Grain-Zn content in rice is an invisible nutritional trait and no morphological indicators differentiate Zn-biofortified rice from market rice. Maintaining the product integrity of high-Zn rice throughout the value chain is an important component of successful Zn biofortification programs. Close monitoring, supervision, and quality control are necessary with proper certification, labeling, branding, and tracing of the product (www.fao.org/tempref/codex/Meetings/CCNFSDU/ccnfsdu36/nf36_11e.pdf). The development of Zn product-specific molecular marker-based fingerprints and rapid qualitative biochemical marker kits will also help in tracing Zn-rich rice. Blockchain technology is being used in the large-scale dissemination of nutritious crops to ensure quality control and to deliver the right products to consumers (Tripoli and Schmidhuber 2018).

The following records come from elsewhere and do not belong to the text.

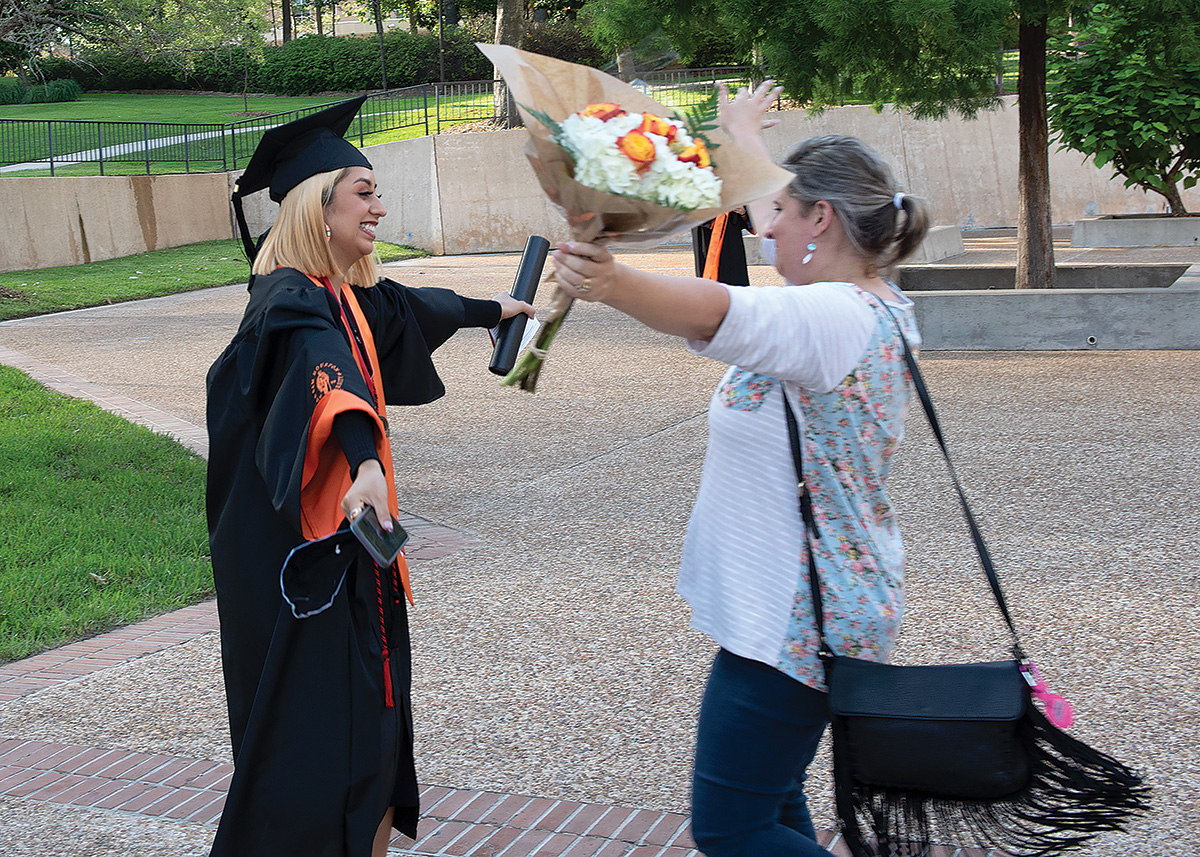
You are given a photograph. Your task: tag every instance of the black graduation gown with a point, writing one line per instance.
(318, 755)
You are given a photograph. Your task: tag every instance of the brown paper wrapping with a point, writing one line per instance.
(559, 89)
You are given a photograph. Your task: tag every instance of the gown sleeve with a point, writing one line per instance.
(300, 375)
(408, 325)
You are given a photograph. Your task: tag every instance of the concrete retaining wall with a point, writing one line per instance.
(475, 192)
(69, 221)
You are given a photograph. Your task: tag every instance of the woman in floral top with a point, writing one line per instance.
(834, 345)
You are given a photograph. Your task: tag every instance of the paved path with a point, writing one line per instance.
(557, 677)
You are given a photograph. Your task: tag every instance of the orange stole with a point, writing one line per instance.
(327, 473)
(715, 241)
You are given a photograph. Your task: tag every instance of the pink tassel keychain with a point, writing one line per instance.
(1057, 708)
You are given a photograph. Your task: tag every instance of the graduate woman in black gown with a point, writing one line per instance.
(313, 634)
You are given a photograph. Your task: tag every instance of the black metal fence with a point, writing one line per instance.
(30, 144)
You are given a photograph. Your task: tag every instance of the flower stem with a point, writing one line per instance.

7 Next-Generation Multi-Nutrient Rice Varieties

Breeding for rice varieties with multiple beneficial minerals and vitamins is essential to develop them holistically for one biofortified rice product. Efforts to develop rice varieties with high Zn, high Fe, selenium, vitamin A, proteins, amino acids, etc., should be given a priority. It will also be interesting to combine high nutrient content with traits beneficial to health, such as low glycemic index, antioxidants, and resistance starch. Also, there is a need to diminish the amount of harmful elements such as arsenic and cadmium. The increase in demand for rice varieties with improved grain quality and nutrition means that a suite of rice varieties with different combinations of traits targeted to different regions should be developed.

8 Conclusions

Biofortification of rice with improved Zn content is an efficient means to tackle Zn malnutrition in predominantly rice-consuming developing countries. Some success has been achieved in understanding the molecular basis of Zn accumulation and the effects of G × E, and finally in developing and releasing Zn-biofortified rice varieties for the target countries. In all, ten high-Zn rice varieties have been released in four Asian countries. Efforts have begun to mainstream grain Zn to ensure that the Zn trait becomes an integral part of future varieties. Huge scope exists to apply advanced genomics technologies such as genomic selection and genome editing to speed up high-Zn varietal development. An efficient rice value chain for Zn-biofortified varieties, quality control, and promotion are essential for successful adoption and consumption. The development of next-generation high-Zn rice varieties with higher grain-Zn content, stacking of multiple nutrients, along with good grain quality and acceptable agronomic traits has to be fast-tracked. Healthier rice has a large demand from all stakeholders, so we need to keep up the pace of developing nutritious rice to meet the demand and to achieve nutritional security.